QuantEcon / book-dp1-public-companion

Dynamic Programming Volume 1
https://quantecon.github.io/book-dp1-public-companion/
BSD 3-Clause "New" or "Revised" License
109 stars 23 forks source link

Shift some Julia code to the GPU #6

Open jstac opened 1 year ago

jstac commented 1 year ago

How does shifting some of the Julia code to the GPU affect timing?

It would be interesting to experiment with putting at least some Julia code on the GPU and testing speed and relative timing of algorithms. While Julia does not have JAX, it's still possible to put array operations on the GPU and have them run efficiently.

See, for example, https://cuda.juliagpu.org/stable/usage/array/

A suggested sequence of steps is

  1. Add a new version of https://github.com/QuantEcon/book-dp1/blob/main/source_code_jl/finite_lq.jl that is all based on array processing operations, similar to https://github.com/QuantEcon/cbc_workshops/blob/main/day_4/investment_jax.ipynb (which is the same model in JAX).
  2. After checking that 1 produces the right results, modify the array operations to execute on the GPU via https://cuda.juliagpu.org/stable/usage/array/ or similar
  3. Test it on Colab via https://colab.research.google.com/github/ageron/julia_notebooks/blob/master/Julia_Colab_Notebook_Template.ipynb or similar

Another alternative is to add a new version of https://github.com/QuantEcon/book-dp1/blob/main/source_code_jl/finite_lq.jl that uses loops rather than arrays and manually parallelize these loops on the GPU using techniques discussed in https://cuda.juliagpu.org/stable/tutorials/introduction/.

jstac commented 1 year ago

@Smit-create , I have assigned you to this only if you are interested. It's quite challenging and not your preferred language.

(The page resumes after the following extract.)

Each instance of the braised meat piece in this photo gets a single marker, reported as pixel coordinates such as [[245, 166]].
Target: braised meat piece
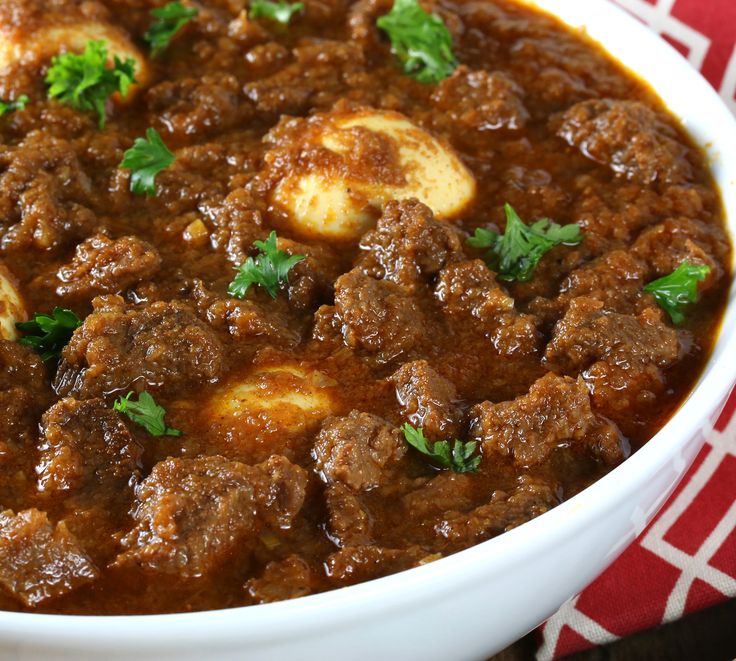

One reason I think this experiment should be carried out is the relative timings in, say Fig 6.9 and the surrounding discussion will change when the computations are on the GPU. With Python / JAX, I found that HPI becomes be fastest alternativel.

Smit-create commented 1 year ago

@jstac Thanks! I will have a look into this soon and try out this experiment.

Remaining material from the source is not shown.